Report author, RaboResearch general manager Australia and New Zealand Stefan Vogel said that this growth has been driven by a very positive “constellation of factors”, including strong agricultural commodity prices and good production volumes which bolstered the farmers’ cash reserves and driven demand for land purchases.
“For multiple years in a row, the macro settings have been exceptionally favourable for land purchases,” Vogel said. “Prices of most major agricultural commodities hit or moved close to record highs, widespread rainfall has supported Australian production and interest rates have been at record lows.”
While the report has indicated that slower growth in farmland prices is, forecast for 2023 and beyond, it also pointed out that no decline in farmland prices is on the horizon.
“Our base case forecast is that farmland price growth will continue, but we expect a significant slowdown in the rate of growth of prices in 2023 and the years beyond to 2027 from the unprecedented strong growth seen recently,” Vogel said. This view is driven by a declining economic outlook, with higher farm operating costs and lower farm incomes expected in comparison with recent buoyant conditions. In addition, Vogel said that the market could not be expected to sustain a continuation of the massive rates of growth seen in land prices in recent years.
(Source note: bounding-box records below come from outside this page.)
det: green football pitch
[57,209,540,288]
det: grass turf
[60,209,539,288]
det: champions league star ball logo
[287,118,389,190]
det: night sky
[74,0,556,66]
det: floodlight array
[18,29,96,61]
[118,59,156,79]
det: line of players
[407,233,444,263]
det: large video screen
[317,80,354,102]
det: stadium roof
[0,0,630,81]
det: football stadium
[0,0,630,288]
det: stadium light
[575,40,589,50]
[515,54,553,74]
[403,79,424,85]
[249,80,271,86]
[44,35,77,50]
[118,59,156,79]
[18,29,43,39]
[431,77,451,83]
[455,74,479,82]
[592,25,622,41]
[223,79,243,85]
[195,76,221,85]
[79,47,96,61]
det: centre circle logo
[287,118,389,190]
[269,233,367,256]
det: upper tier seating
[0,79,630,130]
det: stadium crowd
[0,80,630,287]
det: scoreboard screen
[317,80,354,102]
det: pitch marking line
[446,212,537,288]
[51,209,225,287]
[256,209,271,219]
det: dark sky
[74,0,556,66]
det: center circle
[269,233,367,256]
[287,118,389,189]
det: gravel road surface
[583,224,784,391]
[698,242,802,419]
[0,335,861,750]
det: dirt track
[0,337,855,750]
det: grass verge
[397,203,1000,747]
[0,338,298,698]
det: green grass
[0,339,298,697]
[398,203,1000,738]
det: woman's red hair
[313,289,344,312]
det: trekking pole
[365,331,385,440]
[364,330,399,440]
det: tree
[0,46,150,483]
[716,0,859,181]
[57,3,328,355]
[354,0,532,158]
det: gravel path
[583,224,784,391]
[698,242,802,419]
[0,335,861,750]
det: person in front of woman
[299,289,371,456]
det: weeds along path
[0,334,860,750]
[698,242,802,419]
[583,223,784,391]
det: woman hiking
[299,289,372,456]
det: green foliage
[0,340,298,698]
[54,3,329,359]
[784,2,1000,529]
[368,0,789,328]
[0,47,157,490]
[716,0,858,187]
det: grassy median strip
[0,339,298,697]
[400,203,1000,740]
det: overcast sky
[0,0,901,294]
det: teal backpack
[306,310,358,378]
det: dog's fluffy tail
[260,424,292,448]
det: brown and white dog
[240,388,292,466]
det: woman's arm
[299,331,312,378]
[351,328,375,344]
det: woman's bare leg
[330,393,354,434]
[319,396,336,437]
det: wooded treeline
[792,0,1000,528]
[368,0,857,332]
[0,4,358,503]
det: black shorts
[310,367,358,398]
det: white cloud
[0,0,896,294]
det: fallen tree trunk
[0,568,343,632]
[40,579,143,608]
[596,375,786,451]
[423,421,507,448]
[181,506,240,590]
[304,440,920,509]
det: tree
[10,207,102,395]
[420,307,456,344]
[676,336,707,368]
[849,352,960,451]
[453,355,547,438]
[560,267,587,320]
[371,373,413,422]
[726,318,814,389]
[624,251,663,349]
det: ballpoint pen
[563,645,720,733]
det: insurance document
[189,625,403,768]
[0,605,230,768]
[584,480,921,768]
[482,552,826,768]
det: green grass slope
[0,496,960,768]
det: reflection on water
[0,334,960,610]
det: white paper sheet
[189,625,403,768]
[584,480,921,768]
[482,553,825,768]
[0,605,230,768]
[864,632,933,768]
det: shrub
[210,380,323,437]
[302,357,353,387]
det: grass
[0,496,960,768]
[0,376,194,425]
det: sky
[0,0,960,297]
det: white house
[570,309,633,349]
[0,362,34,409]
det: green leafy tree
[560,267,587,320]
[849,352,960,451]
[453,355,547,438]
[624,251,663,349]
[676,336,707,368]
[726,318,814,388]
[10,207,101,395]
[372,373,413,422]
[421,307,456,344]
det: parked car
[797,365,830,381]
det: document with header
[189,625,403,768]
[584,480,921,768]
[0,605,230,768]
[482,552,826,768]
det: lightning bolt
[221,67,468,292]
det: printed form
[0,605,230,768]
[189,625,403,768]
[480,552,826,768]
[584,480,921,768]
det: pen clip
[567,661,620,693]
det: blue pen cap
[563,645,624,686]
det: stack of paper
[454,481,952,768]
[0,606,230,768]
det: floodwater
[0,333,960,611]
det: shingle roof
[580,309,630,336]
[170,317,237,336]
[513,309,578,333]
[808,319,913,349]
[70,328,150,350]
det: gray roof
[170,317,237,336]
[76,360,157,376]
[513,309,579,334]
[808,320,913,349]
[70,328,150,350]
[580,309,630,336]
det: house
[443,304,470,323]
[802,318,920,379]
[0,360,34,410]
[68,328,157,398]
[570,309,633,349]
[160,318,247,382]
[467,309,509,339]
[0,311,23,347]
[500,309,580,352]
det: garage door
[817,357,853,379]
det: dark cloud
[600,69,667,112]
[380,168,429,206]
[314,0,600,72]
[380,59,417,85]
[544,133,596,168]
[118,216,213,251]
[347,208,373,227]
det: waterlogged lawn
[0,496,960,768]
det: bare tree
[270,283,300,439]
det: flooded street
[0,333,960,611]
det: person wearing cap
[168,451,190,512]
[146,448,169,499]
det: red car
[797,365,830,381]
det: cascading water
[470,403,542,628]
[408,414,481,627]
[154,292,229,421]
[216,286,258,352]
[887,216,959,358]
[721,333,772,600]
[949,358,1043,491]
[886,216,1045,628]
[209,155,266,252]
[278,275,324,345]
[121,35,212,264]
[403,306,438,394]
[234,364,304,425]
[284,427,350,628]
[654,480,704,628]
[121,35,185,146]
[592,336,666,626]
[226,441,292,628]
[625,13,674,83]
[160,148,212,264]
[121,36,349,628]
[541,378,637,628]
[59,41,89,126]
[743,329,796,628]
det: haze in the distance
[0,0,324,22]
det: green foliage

“The tide is turning slightly as the land market needs to take a breather after the staggering growth over the past 18 months, and also given the increased cost of finance and of farm inputs like energy and fertiliser,” Vogel said. “There is also the likelihood of agricultural commodity prices and production volumes in coming years falling short of the exceptionally high or even record levels seen in 2021 and the first half of 2022.”
Vogel said while agricultural commodity prices are likely to stay well above the five-year average for the next one to two years, costs – including for farm inputs such as fertiliser – are also expected to exceed their five-year average, and interest rates are rising.
“However, in our view, a more severe slowing than our base case forecast or a decline in agricultural land prices would require a significant worsening in conditions, like a substantial drought forcing herd liquidation, a multi-year loss of major export markets or the unlikely case of interest rates climbing to the levels last seen in the early 2000s,” Vogel concluded.